Cuando la palabra pandemia no existía en nuestro vocabulario habitual, el problema de las grandes ciudades turísticas era la gentrificación. Un vocablo acuñado en 1964 por la socióloga inglesa Ruth Glass que se refiere al vínculo de las urbes con sus habitantes.
En la segunda década de este siglo, una de las caras de la gentrificación explotó con la invasión de visitantes que recibieron destinos tales como Venecia, Nueva York y Roma, por citar algunos. Muy positivo en términos económicos, pero que fueron haciendo dificultoso el día a día de sus residentes, obligando a muchos a emigrar a los suburbios ante el desmedido aumento de los alquileres, motorizado por la mayor rentabilidad de las rentas temporales ofrecida por plataformas como Airbnb.
Una de las urbes que más sufrió con el impacto turístico desmedido fue Venecia, que llegó a recibir unos 30 millones de viajeros al año. Era imposible caminar tranquilo por la plaza de San Marcos, por ejemplo.
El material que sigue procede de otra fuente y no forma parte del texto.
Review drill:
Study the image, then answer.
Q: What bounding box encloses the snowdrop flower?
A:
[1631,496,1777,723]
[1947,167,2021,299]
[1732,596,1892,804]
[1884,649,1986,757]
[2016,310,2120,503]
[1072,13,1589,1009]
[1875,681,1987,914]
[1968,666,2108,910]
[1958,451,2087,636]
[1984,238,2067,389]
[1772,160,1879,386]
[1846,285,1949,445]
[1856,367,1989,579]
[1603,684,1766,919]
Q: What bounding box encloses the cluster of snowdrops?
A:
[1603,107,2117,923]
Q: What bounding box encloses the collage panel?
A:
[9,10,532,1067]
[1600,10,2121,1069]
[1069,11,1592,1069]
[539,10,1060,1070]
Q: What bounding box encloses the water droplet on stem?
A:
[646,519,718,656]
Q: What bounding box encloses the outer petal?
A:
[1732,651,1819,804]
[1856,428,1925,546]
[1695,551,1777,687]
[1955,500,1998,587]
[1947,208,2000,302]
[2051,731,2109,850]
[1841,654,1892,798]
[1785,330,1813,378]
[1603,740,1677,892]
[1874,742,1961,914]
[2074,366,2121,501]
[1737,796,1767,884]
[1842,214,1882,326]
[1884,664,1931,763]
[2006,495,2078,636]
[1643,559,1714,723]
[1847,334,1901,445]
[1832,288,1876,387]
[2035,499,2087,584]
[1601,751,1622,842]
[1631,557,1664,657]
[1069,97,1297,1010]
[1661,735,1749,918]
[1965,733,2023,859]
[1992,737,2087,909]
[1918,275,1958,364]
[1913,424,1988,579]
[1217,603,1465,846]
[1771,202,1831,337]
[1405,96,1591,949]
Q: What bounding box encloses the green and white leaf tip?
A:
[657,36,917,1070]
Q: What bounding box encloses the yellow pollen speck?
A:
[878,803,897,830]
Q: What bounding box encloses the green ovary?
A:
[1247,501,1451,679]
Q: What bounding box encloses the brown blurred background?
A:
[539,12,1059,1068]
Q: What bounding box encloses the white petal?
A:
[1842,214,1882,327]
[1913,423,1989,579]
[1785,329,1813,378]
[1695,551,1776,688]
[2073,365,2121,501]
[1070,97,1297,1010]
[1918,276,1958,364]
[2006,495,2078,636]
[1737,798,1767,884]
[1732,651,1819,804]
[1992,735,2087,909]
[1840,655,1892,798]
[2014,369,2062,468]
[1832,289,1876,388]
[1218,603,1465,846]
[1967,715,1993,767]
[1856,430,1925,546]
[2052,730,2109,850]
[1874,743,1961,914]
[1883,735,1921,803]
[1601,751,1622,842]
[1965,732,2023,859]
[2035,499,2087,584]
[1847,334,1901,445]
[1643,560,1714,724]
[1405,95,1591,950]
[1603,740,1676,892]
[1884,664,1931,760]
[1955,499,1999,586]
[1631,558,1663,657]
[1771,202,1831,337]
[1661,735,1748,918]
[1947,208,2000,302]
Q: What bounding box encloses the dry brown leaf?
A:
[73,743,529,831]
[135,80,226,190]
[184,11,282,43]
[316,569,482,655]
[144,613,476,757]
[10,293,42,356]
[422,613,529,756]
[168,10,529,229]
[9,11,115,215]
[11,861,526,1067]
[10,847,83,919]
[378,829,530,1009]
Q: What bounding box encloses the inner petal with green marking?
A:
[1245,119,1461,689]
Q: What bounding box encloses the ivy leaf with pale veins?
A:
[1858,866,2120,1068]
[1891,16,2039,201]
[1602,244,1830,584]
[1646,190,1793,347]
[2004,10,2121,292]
Una situación límite que impulsó a la Unesco a amenazar con quitarle a la ciudad el título de Patrimonio de la Humanidad si sus gobernantes no se esforzaban por ponerle un límite a tamaño descontrol.
Hoy, Covid mediante, los venecianos disfrutan de calles pulcras y de canales con aguas más limpias, pero por otro lado más de la mitad de los hoteles están cerrados y en los restaurantes son más las mesas vacías que las ocupadas. Paradojas de la vida.
Un fenómeno similar acontece en muchas otras comunidades, antes quejosas por el exceso de visitantes y que ahora quieren volver a una normalidad más equilibrada y sustentable.
Venecia, bajo control
Siguiendo con el ejemplo de Venecia, fue montado un centro de control de última generación que permite rastrear con cámaras los desplazamientos de la gente, al tiempo que se autorizó una tasa de entre 3 y 10 euros para los visitantes que no pernocten. Este impuesto debió arrancar en julio de 2020, pero la pandemia llevó a imponerlo a partir del mismo mes del año entrante. Los días con menor movimiento serán los más baratos.
Además, se aprobó un decreto que alejará de manera progresiva a los gigantescos cruceros que afeaban el casco histórico y que con el oleaje erosionaban los cimientos de las construcciones. En una primera etapa recalarán en el puerto industrial de la cercana comunidad de Marghera, en tierra firme. Existe un proyecto para construir una terminal especial en las afueras, pero al momento poco se sabe.
Lo cierto es que el Covid nos cambió la vida. Es de esperar que para las ciudades turísticas sea para bien.